The fitting of the Weber–Morris model to the kinetics data (Table 1, Fig. S3 (ESM_1.pdf)) indicates that the rate of diffusion was maximum for CBZ (4.43–5.07 mg/g/\(\surd \)min) followed by DCF (1.83–3.22 mg/g/\(\surd \)min) and IBP (0.8–1.07 mg/g/\(\surd \)min) by both the ACs. This observation was also in accordance with the sorption data that suggests CBZ has more affinity towards sorption active sites of ACs, as indicated earlier. The model fit (Fig. S3 (ESM_1.pdf)) indicates that for DCF, when ACEco was used as the adsorbent, the qt varies linearly with √t, and the line passes through the origin. This possibly implies that the rate of sorption of DCF by ACEco is likely to be limited by the intraparticle diffusion process [23]. Fitting the Weber Morris model to the kinetics data for IBP and CBZ by both the ACs and of DCF by ACDarco indicates multiple lines that were not passing through the origin can fit the data. This observation probably suggests that adsorption was being limited by multiple processes that include bulk phase mass transfer, boundary layer diffusion, and solid-phase mass transfer.
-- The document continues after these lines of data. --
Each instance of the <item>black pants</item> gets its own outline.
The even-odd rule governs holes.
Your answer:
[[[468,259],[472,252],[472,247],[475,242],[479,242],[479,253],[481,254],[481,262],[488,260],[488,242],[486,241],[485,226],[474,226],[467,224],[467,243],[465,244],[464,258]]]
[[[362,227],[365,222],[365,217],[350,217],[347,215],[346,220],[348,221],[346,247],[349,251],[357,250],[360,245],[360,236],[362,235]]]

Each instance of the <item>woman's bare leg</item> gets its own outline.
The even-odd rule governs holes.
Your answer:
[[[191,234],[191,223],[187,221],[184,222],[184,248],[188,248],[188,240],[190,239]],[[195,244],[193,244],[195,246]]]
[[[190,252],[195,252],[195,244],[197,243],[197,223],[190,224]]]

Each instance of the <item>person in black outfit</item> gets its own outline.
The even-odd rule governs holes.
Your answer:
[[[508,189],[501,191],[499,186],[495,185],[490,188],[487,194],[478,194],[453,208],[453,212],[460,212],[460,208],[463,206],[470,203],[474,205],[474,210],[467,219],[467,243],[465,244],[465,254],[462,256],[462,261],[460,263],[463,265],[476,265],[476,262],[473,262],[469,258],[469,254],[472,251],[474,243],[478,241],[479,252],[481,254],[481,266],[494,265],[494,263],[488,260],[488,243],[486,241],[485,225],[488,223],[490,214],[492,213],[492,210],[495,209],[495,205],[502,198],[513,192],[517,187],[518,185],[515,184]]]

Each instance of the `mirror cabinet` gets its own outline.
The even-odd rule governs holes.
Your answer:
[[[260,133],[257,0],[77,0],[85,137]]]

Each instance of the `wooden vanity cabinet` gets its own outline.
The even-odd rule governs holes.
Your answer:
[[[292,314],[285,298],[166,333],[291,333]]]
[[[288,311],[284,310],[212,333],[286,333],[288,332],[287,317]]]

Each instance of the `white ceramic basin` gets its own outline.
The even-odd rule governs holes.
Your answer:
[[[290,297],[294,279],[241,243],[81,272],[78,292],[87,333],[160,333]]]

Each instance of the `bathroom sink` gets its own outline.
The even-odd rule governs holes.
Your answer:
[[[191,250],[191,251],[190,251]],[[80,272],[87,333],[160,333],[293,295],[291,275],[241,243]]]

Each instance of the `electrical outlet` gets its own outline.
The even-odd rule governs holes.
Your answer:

$${{q}_{t}} = {{q}_{{e1}}}(1 - ~{{e}^{{ - {{k}_{1}}~t}}})$$
(1)
$${{q}_{t}} = \frac{{q_{{e2}}^{2}~{{k}_{2}}~t}}{{1 + ~{{k}_{{2~}}}t~{{q}_{{e2}}}}}$$
(2)
$${{q}_{t}} = {{k}_{3}}\sqrt t + C$$
(3)

where \({{q}_{t}}\) is sorption at time t, \({{q}_{{e1}}}~\,\,{\text{and }}~{{q}_{{e2}}}~\) fitted value of equilibrium sorption for pseudo-first-order and pseudo-second-order kinetic model, k1, k2, and k3 the rate constant fitted to pseudo-first-order, pseudo-second-order and Webber–Morris model, respectively.

CONCLUSIONS

The pharmaceuticals such as ibuprofen (IBP), diclofenac (DCF), and carbamazepine (CBZ) have a wide range of applications, and trace amounts of those contaminants are detected in different components of the environment. The removal of IBP, DCF, and CBZ by coconut shell (ACEco) and lignite (ACDarco) derived activated carbon-based adsorbent after and before impregnation of cerium were assessed. The removal efficiencies of the selected pharmaceuticals by those ACs were reported in the range of 76.7–100% and 66.2–99.7% when the pharmaceuticals are applied as a single entity or as a mixture in a solution, respectively. In the case of IBP and DCF, the removal efficiencies were noted to decrease slightly by ACEco and ACEco-Ce when the mix of pharmaceuticals is used compared to that when individual pharmaceuticals was applied. Furthermore, the results show that the impregnation of Ce in both types of ACs has not improved the removal efficiencies of the pharmaceuticals. Thus, for further studies, only ACEco and ACDarco were taken as the reference adsorbents. The sorption kinetics of IBP (for both ACEco and ACDarco) and CBZ (ACEco) were best fitted to the pseudo-first-order kinetics model, where the sorption of DCF (both for ACEco and ACDarco) and CBZ (ACDarco) were found to have a better fit to the pseudo-second-order kinetics model. Overall, the study indicates, both ACEco and ACDarco can be effectively used for the removal of IBP, DCF, and CBZ from water, and the performance was promising when those are present in a mixture in the solution which is likely to be present in the natural condition.